9 Comments to “Judenhasser Talmudfaelscher aufgepasst! – Das antisemitische Phaenomen ‘Talmudzitate’ an einem Beispiel nachverfolgt…”

  1. IC says:

    Danke für den Bericht!

  2. Popeye says:

    StudiVZ ist ein Tummelplatz für Antisemiten unterschiedlichster Richtungen! Von ganz plumpen Sprüchen von der jüdischen Weltverschwörung bis zu perfiden Texten wie unten ist alles dabei. Nachzulesen in der Gruppe “Pro USA & Israel”

    JH schrieb am
    17.09.2009 um 02:40 Uhr
    “Das jüdische Volk ist ein Herrenvolk, was dazu bestimmt ist zu herrschen und die nierderen Rassen minderwertigen Blutes auszumerzen.
    Die Palästinenser müssen einsehen dass sie ihr Lebensrecht von Anfang an verwirkt hatten.

    Das Werk ist erst vollendet wenn das Heilige Land auch von dem letzen Überrest des untermenschlichen Abschaums gereinigt wurde.

    Erst wenn auch der Letze Araber aus dem ungeteiletn Jerusalem vertieben wurde kann das jüdische Volk in Frieden leben.

    Die Reinheit der jüdischen Rasse sollte für uns Deutsche grade wegen unserer Vergangenheit oberstes Gebot sein.

    Es ist nicht an der Zeit auf die Terroristenversteher Rücksicht zu nehmen und die Kinder aus falsch verstandener Moral zu verschonen.

    Nur eine radikale Maßnahme wird das Heilige Land vor der demografischen Zersetzung durch rassisch minderwertiges Leben bewahren.

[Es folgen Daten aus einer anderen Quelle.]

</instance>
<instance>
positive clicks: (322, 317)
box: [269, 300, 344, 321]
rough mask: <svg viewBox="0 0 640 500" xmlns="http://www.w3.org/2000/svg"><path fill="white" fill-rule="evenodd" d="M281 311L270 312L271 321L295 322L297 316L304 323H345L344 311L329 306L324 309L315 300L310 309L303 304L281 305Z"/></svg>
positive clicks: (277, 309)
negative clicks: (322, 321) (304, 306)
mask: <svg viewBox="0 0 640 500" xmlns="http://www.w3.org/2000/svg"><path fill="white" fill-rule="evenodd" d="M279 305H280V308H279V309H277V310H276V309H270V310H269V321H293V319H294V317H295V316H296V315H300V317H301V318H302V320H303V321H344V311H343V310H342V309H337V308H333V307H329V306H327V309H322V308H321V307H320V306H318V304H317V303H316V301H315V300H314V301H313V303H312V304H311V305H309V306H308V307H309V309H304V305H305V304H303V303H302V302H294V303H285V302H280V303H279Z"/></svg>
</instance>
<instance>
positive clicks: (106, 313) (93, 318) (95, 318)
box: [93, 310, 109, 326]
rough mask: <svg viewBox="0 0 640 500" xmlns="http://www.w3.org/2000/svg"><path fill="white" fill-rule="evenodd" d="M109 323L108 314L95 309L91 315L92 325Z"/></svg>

    Der jüdische Charakter Israels hat für die westliche Zivilisation oberstes Gebot.

    Aber auch gegenüber Verrätern in den eigenen Reihen wie Izak Rabin oder Uri Avnery sollten wir keine Gnade zeigen.

    Auch sie verrieten das jüdische Volk und haben ihr Lebensrecht verwirkt.

    Wollt Ihr ernsthaft, das es Israel am Ende so ergeht wie Südafrika ?
    Wo der schwarze Hitler und Terrorist Nelson Mandela, den weißen Staat, den Arthur Harris damal mitgestaltete zerstört hat…

    Dies ist nicht nur ein Kapmf der Rassen sondern auch ein Kapmf der Zivilisationen:

    Gut gegen Böse, Schwarz gegen Weiß!

    Niemand hat das Recht Israel Rassismus vor zu werfen, aber das Recht der Juden auf ein eigenes Land ist ein heiliges Recht.”

  3. Roman says:

    Danke für diesen Beitrag! Auf Maschiach.de werden angebliche Zitate von Juden gegen Nicht-Juden gesammelt und entsprechend kommentiert:

    http://www.maschiach.de/index.php?searchword=talmudf%C3%A4lschungen&option=com_search&Itemid=27

  4. aronchjl says:

    danke sehr fuer diesen bericht . eine sehr klare antwort auf eine sehr oft erwahnte frage . wie oft haetten wir viele meinungsverschiedenheiten durch eine feinere erklarung uns ersparen koennen . hoffe wir nehmen uns dies zu herzen !

  5. [...] schönes Beispiel für Fehlzitierung des Talmud (um das Judentum verurteilen zu können) hat Ulrich Becker auf Aryes Blog [...]

  6. mitte-linker says:

    Ist doch alles drin, ein paar Zitate von Olmert, ein paar von Begin und ein bisschen Herzl.

    Nichts davon erfunden, nur ein bisschen gemischt.

  7. Aristobulus says:

    Völlig erfundener Vorwurf, und das wissen Sie genauestens, Sie Lügner.
    Nichtmal der Verbrecher Kach hat sich so geäußert.

  8. Das Buch vom Berufsantisemiten Erich Glagau wurde im Verlag VGT veröffentlicht. Der gehört dem Tierschützer, nun mit Doktortitel für Zoophilie, Erwin Kessler. Kessler ist ein virulenter Antisemit, der sich gesellschaftlich mit seinem Tierschutz durchsetzen kann.